Don Murray is “Lat” Evans, a young man who watched his dad go broke, all the while pretending faith and friends were more important than money. He’s determined not to make the same mistake.
Full of energy and ambition, he takes on two jobs — wrangler and bronc buster — on a cattle drive north, then spends the winter poisoning wolves for their pelts along with partner Tom Ping (Stuart Whitman) to earn extra cash. It’s dirty work, but it’s also a chance to earn quick money so he can start building a ranch as soon as possible.
Then Lat’s wounded tangling with Indians and loses all his pelts. And the bank won’t give him a loan because he has no collateral. A pretty saloon girl named Callie (Lee Remick) comes to his rescue. She nurses him back to health, then gives him the $2,000 he needs to buy his ranch.
After all, she loves him. And she finds him far preferable to a well-off businessman named Jehu (Richard Egan), who’s used to buying her nice things in return for her favors.
Once he has the ranch, Lat turns respectable, joining the school board, hanging out with town leaders, buying ever more cattle and aspiring to become a senator. He needs a respectable woman, too, so he marries the banker’s niece (Patricia Owens as Joyce).
In the process, he abandons Callie and turns his back on his Ping. He just might live to regret both decisions.
Wonderful film, intelligent script, fine acting all around and one of the better Westerns from the late 1950s even though it’s not chock full of action and gunplay. And Remick’s beauty, in just her third credited film role, lights up the screen.
Egan comes off better as the villain of the piece than he ever did in his starring roles as the Western hero. The scene near the end of the film where he and Lat are playing cards after Callie has been beaten is one of the film’s most memorable.
So too is his confrontation with Callie when she’s waiting at home for Lat with a freshly baked cake — she’s even put his name on it — only to learn he’s spending his time at dinner with the town banker and his pretty niece.
The film was based on a best-selling 1956 novel by A.B. Guthrie Jr., who also wrote the script for “Shane” and the book on which 1967 film “The Way West” was based.
Directed by:
Richard Fleisher
Cast:
Don Murray … ‘Lat’ Evans
Stuart Whitman … Tom Ping
Richard Egan … Jehu
Lee Remick … Callie
Patricia Owens … Joyce
Albert Dekker … Marshal Conrad
Harold J. Stone … Ram Butler
Royal Dano … Ike Carmichael
Jean Willes … Jen
Douglas Fowley … Whitey
Runtime: 96 min.
Title tune:
“These Thousand Hills”
sung by Randy Sparks
Memorable lines:
Lat Evans: “There must be a way to get rich without stealing.”
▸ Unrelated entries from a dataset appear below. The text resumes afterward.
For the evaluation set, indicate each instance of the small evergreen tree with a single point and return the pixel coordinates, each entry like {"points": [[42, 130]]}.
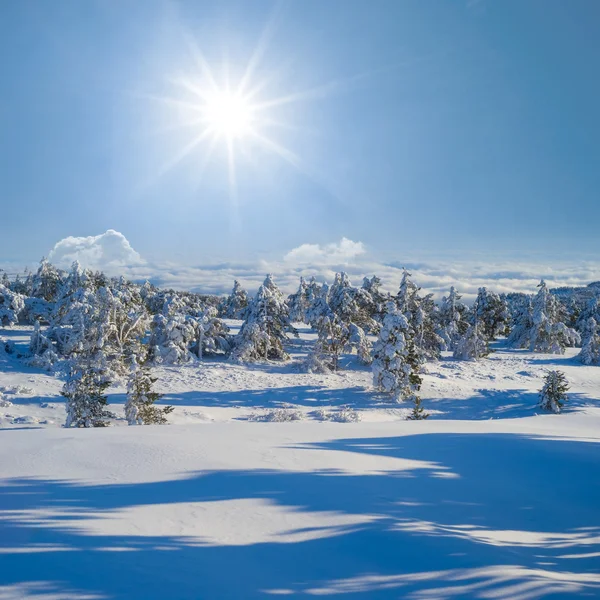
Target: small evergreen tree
{"points": [[140, 407], [395, 362], [263, 333], [553, 394], [590, 348], [492, 312], [86, 402], [418, 412], [299, 303]]}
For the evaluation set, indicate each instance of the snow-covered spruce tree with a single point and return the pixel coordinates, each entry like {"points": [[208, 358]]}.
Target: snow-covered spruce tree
{"points": [[85, 393], [236, 304], [553, 394], [12, 305], [353, 308], [41, 350], [46, 282], [378, 299], [299, 303], [591, 309], [140, 406], [212, 335], [420, 313], [452, 321], [473, 345], [522, 326], [395, 362], [590, 347], [548, 333], [492, 312], [263, 332]]}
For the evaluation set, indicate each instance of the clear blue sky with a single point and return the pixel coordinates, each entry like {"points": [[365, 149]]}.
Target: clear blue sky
{"points": [[436, 126]]}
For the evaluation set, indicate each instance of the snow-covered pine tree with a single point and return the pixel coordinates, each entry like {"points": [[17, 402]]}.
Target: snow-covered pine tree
{"points": [[590, 347], [263, 332], [378, 299], [236, 304], [452, 322], [523, 327], [41, 350], [492, 312], [420, 312], [140, 406], [46, 282], [548, 333], [299, 303], [591, 309], [86, 400], [395, 362], [12, 305], [553, 394]]}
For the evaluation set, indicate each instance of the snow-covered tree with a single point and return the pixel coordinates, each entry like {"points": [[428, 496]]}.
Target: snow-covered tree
{"points": [[299, 303], [236, 304], [548, 333], [12, 305], [395, 362], [590, 347], [140, 406], [492, 313], [263, 332], [418, 412], [86, 400], [452, 322], [420, 312], [41, 349], [46, 282], [553, 394], [523, 326]]}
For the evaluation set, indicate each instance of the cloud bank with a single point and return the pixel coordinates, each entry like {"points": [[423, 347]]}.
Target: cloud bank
{"points": [[112, 253], [109, 251]]}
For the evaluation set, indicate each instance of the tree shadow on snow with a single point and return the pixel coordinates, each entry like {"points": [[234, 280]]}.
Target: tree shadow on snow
{"points": [[460, 515]]}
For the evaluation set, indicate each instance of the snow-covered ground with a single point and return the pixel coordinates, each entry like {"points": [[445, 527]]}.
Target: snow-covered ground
{"points": [[488, 498]]}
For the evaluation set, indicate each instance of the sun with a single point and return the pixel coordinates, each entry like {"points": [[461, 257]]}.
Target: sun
{"points": [[228, 114]]}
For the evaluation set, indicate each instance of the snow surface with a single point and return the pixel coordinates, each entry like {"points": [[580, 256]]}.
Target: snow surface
{"points": [[488, 498]]}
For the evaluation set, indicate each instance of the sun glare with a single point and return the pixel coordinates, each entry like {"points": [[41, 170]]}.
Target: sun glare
{"points": [[228, 114]]}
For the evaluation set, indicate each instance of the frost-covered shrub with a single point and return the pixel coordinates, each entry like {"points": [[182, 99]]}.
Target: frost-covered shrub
{"points": [[590, 348], [140, 406], [279, 415], [263, 333], [345, 414], [395, 363], [553, 394], [418, 412], [472, 345], [86, 402], [421, 316], [12, 305], [452, 320], [491, 310], [235, 305]]}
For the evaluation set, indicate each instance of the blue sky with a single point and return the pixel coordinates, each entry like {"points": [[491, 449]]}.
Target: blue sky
{"points": [[462, 129]]}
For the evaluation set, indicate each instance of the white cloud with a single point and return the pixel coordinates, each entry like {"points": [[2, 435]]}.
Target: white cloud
{"points": [[108, 251], [336, 253], [113, 253]]}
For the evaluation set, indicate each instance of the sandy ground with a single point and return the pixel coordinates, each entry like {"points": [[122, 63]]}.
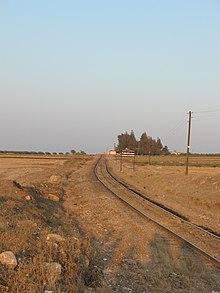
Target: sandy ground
{"points": [[133, 255], [196, 196]]}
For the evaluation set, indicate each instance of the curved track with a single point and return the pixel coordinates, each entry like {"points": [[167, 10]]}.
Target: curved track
{"points": [[203, 241]]}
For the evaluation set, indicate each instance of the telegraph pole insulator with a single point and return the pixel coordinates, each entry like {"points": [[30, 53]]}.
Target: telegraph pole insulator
{"points": [[188, 142]]}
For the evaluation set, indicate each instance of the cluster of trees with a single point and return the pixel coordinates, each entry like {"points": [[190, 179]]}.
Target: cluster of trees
{"points": [[41, 153], [144, 146]]}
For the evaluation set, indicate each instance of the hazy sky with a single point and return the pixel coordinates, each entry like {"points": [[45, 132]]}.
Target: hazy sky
{"points": [[75, 74]]}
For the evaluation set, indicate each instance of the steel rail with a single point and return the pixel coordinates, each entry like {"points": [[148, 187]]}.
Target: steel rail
{"points": [[154, 204], [197, 248]]}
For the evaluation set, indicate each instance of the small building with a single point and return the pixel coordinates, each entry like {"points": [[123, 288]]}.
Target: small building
{"points": [[112, 152]]}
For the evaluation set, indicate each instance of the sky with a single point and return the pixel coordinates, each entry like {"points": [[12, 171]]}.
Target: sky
{"points": [[76, 74]]}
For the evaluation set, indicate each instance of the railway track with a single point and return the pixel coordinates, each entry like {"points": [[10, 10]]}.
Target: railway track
{"points": [[201, 240]]}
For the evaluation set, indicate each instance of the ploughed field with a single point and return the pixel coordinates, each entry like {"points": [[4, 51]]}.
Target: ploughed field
{"points": [[69, 234]]}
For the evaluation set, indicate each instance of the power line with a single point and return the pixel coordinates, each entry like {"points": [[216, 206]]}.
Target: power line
{"points": [[207, 111]]}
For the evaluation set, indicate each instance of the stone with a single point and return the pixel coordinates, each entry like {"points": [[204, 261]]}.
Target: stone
{"points": [[8, 259], [53, 270], [55, 179], [27, 197], [53, 197], [55, 238]]}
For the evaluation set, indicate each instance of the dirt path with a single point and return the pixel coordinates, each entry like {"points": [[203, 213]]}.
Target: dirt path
{"points": [[133, 253]]}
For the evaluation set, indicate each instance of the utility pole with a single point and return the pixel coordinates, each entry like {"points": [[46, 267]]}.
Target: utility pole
{"points": [[188, 142]]}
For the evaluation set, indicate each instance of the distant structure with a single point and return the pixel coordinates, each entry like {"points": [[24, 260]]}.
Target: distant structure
{"points": [[175, 153], [112, 152]]}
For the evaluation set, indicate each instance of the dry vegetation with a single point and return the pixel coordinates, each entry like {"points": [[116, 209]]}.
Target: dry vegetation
{"points": [[97, 253]]}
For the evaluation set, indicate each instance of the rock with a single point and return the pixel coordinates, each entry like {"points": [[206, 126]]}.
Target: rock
{"points": [[55, 238], [55, 179], [53, 270], [8, 259], [53, 197], [27, 197]]}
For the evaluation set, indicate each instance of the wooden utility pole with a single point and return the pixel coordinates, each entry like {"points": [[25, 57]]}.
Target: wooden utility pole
{"points": [[134, 162], [188, 142]]}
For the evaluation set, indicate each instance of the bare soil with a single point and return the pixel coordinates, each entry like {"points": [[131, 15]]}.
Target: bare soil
{"points": [[108, 247]]}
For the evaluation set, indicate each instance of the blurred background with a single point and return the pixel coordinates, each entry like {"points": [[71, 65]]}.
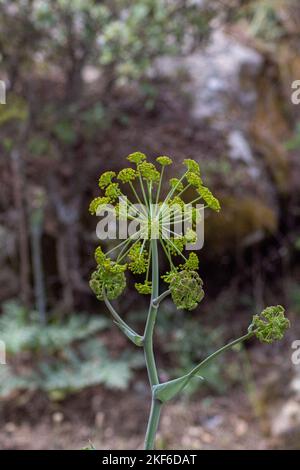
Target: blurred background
{"points": [[89, 82]]}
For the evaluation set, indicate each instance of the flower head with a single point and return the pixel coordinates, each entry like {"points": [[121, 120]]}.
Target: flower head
{"points": [[109, 279], [144, 288], [136, 157], [193, 179], [176, 184], [149, 172], [98, 203], [209, 198], [112, 192], [164, 161], [270, 325], [106, 178], [186, 289], [151, 216], [192, 165], [126, 175]]}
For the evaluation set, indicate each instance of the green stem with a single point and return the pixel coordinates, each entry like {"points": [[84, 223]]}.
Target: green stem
{"points": [[116, 316], [220, 351], [148, 335], [149, 354], [160, 298]]}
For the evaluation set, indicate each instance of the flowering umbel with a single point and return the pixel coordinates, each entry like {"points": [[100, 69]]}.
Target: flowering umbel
{"points": [[270, 325], [152, 209], [142, 187]]}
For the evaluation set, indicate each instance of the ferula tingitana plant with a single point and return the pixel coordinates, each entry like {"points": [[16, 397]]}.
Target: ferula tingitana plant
{"points": [[151, 226]]}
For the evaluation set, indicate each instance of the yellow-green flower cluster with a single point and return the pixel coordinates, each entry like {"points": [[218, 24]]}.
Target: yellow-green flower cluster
{"points": [[192, 165], [193, 179], [106, 179], [149, 172], [113, 191], [136, 157], [138, 259], [147, 186], [127, 174], [97, 203], [211, 201], [108, 279], [164, 161], [144, 288], [271, 324], [176, 184], [186, 289]]}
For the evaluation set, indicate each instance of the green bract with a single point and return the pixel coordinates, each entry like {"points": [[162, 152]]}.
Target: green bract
{"points": [[271, 324], [186, 289]]}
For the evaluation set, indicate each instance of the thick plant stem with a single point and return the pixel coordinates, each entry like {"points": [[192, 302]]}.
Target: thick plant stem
{"points": [[149, 354], [152, 424], [148, 335]]}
Tom Ping: “That’s what the man in the poor house said.”
Old man to Lat: “I’ll tell you, boy, it ain’t what you done spoils your sleep. It’s what you missed.”
Jehu, as Callie cradles wounded Lat: “You’ll get that fancy dress dirty.”
Callie: “I don’t care.”
Jehu: “I do. I bought it.”
Tom Ping, when a posse catches up with him: “Innocent? That depends on who he jury is. I’ll tell you a couple of things I ain’t guilty of. I ain’t prayed on Sunday and bought cows cheap on Monday. I ain’t broke my word. Ain’t climbed up high on somebody else’s back or thought of myself better than another man. I ain’t double-crossed a friend. Or made a little tin god out of money. Of course, I’m as innocent. I’m as innocent as you.”